As opposed to what you think about the haredi draft dodging issue, and with all due respect (and there is much respect) to political crises and screaming headlines, in two weeks or two months we will likely not even remember this national drama.
It is true that we can see a little more understanding among the haredim to the needs of the State, but we should not be exaggerating: They will make a symbolic sacrifice, and continue to live their utterly different lives in complete separation.
They will enlist for, mostly, national and civil service, and that too is dignified and appropriate. However, we should not be breaking into dance: They will not be flooding the IDF’s draft offices.

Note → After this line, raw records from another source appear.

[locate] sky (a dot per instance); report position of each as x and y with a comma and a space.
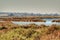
36, 6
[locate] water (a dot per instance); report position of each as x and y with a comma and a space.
48, 22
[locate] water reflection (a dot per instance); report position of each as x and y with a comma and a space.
48, 22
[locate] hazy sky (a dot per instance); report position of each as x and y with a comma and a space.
42, 6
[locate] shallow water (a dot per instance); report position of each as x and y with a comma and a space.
48, 22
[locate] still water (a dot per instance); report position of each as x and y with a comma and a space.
48, 22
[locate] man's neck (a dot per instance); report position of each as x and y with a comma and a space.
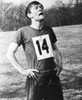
37, 25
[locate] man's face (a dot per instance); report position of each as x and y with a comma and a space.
36, 12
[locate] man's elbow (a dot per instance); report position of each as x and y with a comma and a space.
9, 54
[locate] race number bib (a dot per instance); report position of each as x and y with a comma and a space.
42, 47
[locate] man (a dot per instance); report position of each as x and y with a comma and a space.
44, 62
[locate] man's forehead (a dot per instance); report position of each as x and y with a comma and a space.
34, 5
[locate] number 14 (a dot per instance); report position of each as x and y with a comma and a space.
44, 46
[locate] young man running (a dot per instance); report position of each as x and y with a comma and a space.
44, 61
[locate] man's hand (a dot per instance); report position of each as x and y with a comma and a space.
58, 68
31, 73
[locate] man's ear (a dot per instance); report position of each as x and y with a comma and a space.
29, 15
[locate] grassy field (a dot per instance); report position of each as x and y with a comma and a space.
70, 44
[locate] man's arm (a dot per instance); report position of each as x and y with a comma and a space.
13, 60
57, 58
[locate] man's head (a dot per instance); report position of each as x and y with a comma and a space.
34, 10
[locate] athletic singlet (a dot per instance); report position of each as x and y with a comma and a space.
24, 37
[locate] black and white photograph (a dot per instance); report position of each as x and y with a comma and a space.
40, 49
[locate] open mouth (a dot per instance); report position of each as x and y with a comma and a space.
40, 14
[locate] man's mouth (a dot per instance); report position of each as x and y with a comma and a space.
40, 14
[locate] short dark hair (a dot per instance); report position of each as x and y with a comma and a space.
30, 5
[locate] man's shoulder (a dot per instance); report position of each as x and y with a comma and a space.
23, 28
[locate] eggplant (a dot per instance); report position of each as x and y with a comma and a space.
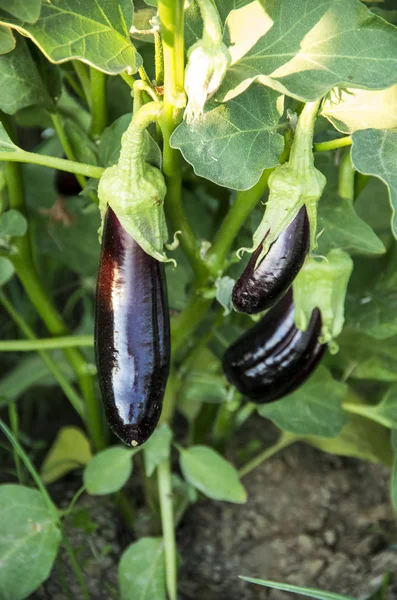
274, 357
259, 288
66, 184
132, 334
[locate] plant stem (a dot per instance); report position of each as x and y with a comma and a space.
346, 178
84, 79
20, 156
285, 440
333, 144
167, 521
64, 384
14, 422
171, 19
99, 109
67, 148
26, 270
243, 205
33, 343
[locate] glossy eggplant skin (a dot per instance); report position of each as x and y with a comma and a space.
274, 358
258, 289
66, 184
132, 334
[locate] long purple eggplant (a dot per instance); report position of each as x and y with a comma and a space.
258, 289
132, 334
274, 358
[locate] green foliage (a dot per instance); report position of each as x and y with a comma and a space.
29, 541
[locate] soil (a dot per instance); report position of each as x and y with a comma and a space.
311, 519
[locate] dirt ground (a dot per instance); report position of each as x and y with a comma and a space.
311, 519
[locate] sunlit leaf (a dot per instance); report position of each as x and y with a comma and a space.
232, 143
95, 32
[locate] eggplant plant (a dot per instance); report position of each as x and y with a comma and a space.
204, 237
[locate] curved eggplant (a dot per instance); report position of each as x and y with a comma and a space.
132, 334
258, 289
66, 184
273, 358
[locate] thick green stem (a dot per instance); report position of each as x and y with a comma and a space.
168, 526
84, 79
333, 144
171, 18
32, 344
285, 440
346, 178
67, 148
20, 156
243, 205
64, 384
99, 108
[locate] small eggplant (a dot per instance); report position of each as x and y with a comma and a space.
273, 358
132, 334
259, 288
66, 184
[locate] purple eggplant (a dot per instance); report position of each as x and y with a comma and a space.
132, 334
259, 288
66, 184
274, 358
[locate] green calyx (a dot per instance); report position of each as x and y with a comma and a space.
295, 184
322, 283
135, 190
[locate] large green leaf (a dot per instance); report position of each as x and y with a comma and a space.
375, 153
306, 50
309, 592
142, 571
211, 474
314, 409
93, 31
29, 541
7, 40
231, 144
365, 357
108, 471
373, 313
20, 81
351, 110
25, 10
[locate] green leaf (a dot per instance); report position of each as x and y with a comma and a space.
373, 313
20, 81
365, 357
231, 144
12, 223
361, 109
25, 10
29, 541
211, 474
375, 153
28, 372
7, 40
108, 471
309, 592
393, 485
142, 571
333, 42
96, 33
6, 271
314, 409
157, 448
70, 450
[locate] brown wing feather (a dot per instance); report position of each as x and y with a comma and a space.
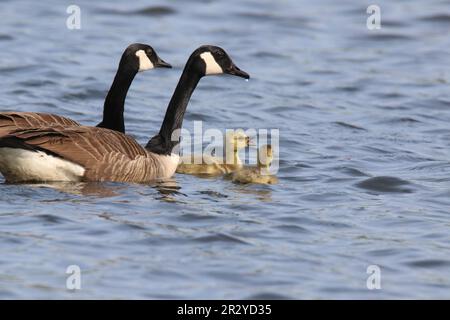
106, 155
10, 121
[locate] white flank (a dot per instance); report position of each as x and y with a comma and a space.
19, 165
212, 67
144, 61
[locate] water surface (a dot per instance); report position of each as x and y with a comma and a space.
364, 164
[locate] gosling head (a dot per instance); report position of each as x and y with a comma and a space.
237, 139
265, 156
142, 57
213, 60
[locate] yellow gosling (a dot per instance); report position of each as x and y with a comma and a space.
214, 166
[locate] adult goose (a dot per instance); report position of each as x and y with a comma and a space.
136, 57
96, 154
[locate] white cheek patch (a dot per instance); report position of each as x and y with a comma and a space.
144, 61
212, 67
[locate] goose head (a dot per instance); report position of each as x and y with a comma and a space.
142, 57
265, 156
213, 60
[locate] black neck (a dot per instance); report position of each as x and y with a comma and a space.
162, 143
115, 100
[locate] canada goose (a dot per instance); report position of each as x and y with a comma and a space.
209, 165
259, 174
83, 153
137, 57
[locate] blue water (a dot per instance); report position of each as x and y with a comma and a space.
364, 152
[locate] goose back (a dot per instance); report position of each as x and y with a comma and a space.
104, 155
10, 121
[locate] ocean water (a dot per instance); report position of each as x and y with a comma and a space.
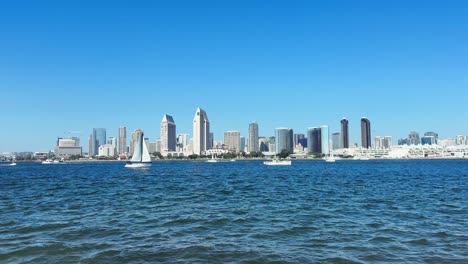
235, 212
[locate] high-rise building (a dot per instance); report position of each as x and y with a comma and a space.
284, 140
253, 137
201, 132
365, 133
90, 145
168, 134
232, 141
182, 142
383, 142
98, 139
403, 141
336, 140
460, 140
432, 134
314, 141
134, 139
211, 139
325, 137
344, 133
122, 142
263, 143
298, 138
242, 144
67, 147
414, 138
428, 140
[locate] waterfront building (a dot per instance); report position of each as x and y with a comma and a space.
67, 147
336, 140
365, 133
253, 137
122, 142
106, 150
263, 143
325, 138
403, 141
414, 138
201, 132
112, 141
344, 133
168, 134
383, 142
460, 140
428, 140
314, 141
182, 142
232, 141
134, 139
90, 145
243, 144
98, 139
432, 134
284, 140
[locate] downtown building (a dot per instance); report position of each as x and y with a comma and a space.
98, 138
344, 133
201, 132
284, 140
232, 141
365, 133
168, 134
253, 138
314, 141
122, 141
336, 140
67, 147
134, 139
383, 142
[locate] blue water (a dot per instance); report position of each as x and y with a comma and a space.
235, 212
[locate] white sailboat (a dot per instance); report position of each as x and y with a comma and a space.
141, 157
277, 162
213, 158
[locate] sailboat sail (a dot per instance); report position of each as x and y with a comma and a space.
146, 157
138, 149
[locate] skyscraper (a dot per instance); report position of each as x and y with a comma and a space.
253, 137
284, 140
98, 139
314, 141
414, 138
344, 133
134, 139
365, 133
232, 141
201, 132
325, 138
122, 141
298, 138
336, 140
168, 134
432, 134
242, 144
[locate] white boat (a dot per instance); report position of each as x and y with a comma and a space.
330, 158
213, 159
277, 162
48, 161
141, 157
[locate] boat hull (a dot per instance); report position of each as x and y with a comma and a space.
278, 163
138, 165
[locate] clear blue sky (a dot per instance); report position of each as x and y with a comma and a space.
75, 65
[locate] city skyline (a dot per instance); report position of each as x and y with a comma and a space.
64, 75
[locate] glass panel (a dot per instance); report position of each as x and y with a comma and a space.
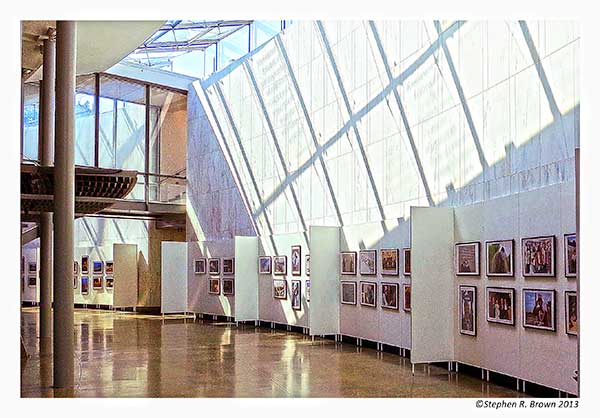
31, 120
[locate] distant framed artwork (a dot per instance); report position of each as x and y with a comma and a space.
367, 262
279, 289
466, 258
538, 256
280, 265
264, 264
500, 306
214, 266
571, 255
85, 285
467, 310
296, 260
214, 286
571, 322
348, 263
539, 309
200, 266
390, 265
406, 292
228, 265
348, 293
97, 282
296, 295
98, 267
390, 296
407, 263
228, 287
499, 258
368, 294
85, 264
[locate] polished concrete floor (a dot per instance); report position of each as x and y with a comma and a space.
121, 354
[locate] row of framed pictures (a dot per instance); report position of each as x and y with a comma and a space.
367, 262
538, 307
98, 283
537, 253
214, 265
390, 297
280, 291
277, 265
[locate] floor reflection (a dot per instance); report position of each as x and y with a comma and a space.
123, 354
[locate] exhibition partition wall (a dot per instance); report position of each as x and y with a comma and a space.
174, 272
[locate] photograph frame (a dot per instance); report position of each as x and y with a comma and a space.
371, 255
488, 261
497, 289
384, 302
473, 308
353, 257
524, 291
457, 258
552, 265
344, 284
395, 254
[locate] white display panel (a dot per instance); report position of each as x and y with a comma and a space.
246, 282
433, 291
173, 289
324, 280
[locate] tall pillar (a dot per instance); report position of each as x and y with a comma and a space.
64, 204
46, 151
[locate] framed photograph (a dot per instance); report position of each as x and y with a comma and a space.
85, 285
228, 265
85, 264
500, 259
348, 293
406, 257
296, 295
98, 267
348, 263
368, 294
466, 258
538, 256
296, 260
571, 323
390, 262
390, 296
228, 287
406, 292
279, 289
109, 267
367, 261
264, 264
214, 266
97, 282
571, 255
214, 286
500, 307
467, 310
200, 266
280, 265
539, 309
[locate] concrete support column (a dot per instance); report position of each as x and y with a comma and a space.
46, 151
64, 204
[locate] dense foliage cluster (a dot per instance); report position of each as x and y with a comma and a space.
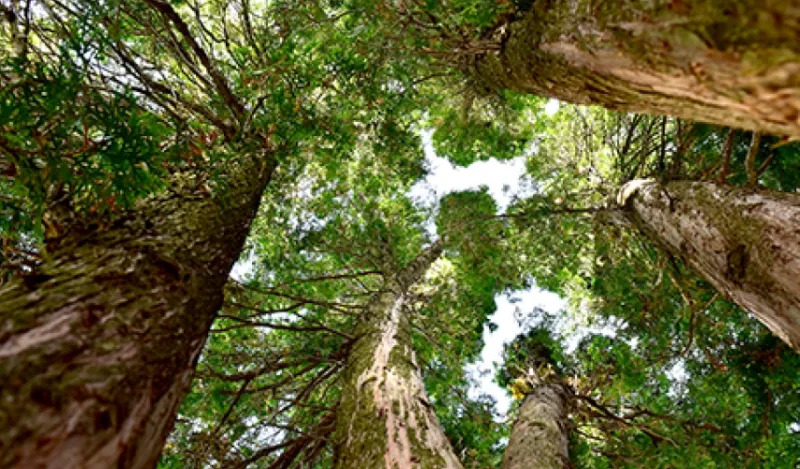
104, 104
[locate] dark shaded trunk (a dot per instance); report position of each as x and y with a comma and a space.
729, 63
745, 242
540, 435
97, 348
384, 419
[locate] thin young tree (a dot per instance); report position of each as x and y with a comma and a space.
100, 338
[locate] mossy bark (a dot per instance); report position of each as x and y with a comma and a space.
729, 63
98, 346
745, 242
384, 418
540, 435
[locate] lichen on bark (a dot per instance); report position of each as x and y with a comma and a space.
539, 437
385, 420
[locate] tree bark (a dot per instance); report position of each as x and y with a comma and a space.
384, 418
728, 63
98, 346
745, 242
540, 435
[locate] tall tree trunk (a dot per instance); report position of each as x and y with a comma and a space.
745, 242
729, 63
97, 348
540, 435
385, 419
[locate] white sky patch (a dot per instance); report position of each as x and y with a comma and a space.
504, 180
509, 319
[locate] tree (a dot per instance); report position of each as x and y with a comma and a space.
676, 350
752, 228
540, 433
384, 414
743, 241
698, 60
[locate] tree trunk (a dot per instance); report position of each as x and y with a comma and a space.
384, 418
745, 242
540, 435
98, 346
728, 63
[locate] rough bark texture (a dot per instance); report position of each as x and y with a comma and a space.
97, 349
731, 63
385, 420
745, 242
540, 435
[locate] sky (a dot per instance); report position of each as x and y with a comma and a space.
504, 180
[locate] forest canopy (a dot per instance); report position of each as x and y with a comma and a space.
215, 253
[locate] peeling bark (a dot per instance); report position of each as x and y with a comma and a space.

And as to the IDF, there should be no mistake about it: the enlistment of large numbers of haredi soldiers (as well as national-religious soldiers in recent years) will require the army to create a new way of life and introduce new codes of conduct at many units, including the seclusion of women.
We have been there before: In the 1960s, no military vehicle was allowed to travel on the Shabbat unless it received a permit from a major-general. Do we really want to go back in the time tunnel?
And while we’re talking about the IDF, with all due respect (and there is much respect) to reports in recent years about the Israeli army’s rehabilitation and its return to being “one of the most powerful militaries in the world,” we must pay attention to some more recent reports.
IDF reservists who returned from a long bout of service recently claimed that they encountered many flaws, unpreparedness, and indifference to the problems. They said that the state of the army is far from what we are being told.
If they are wrong, nothing happened. But what if they’re right?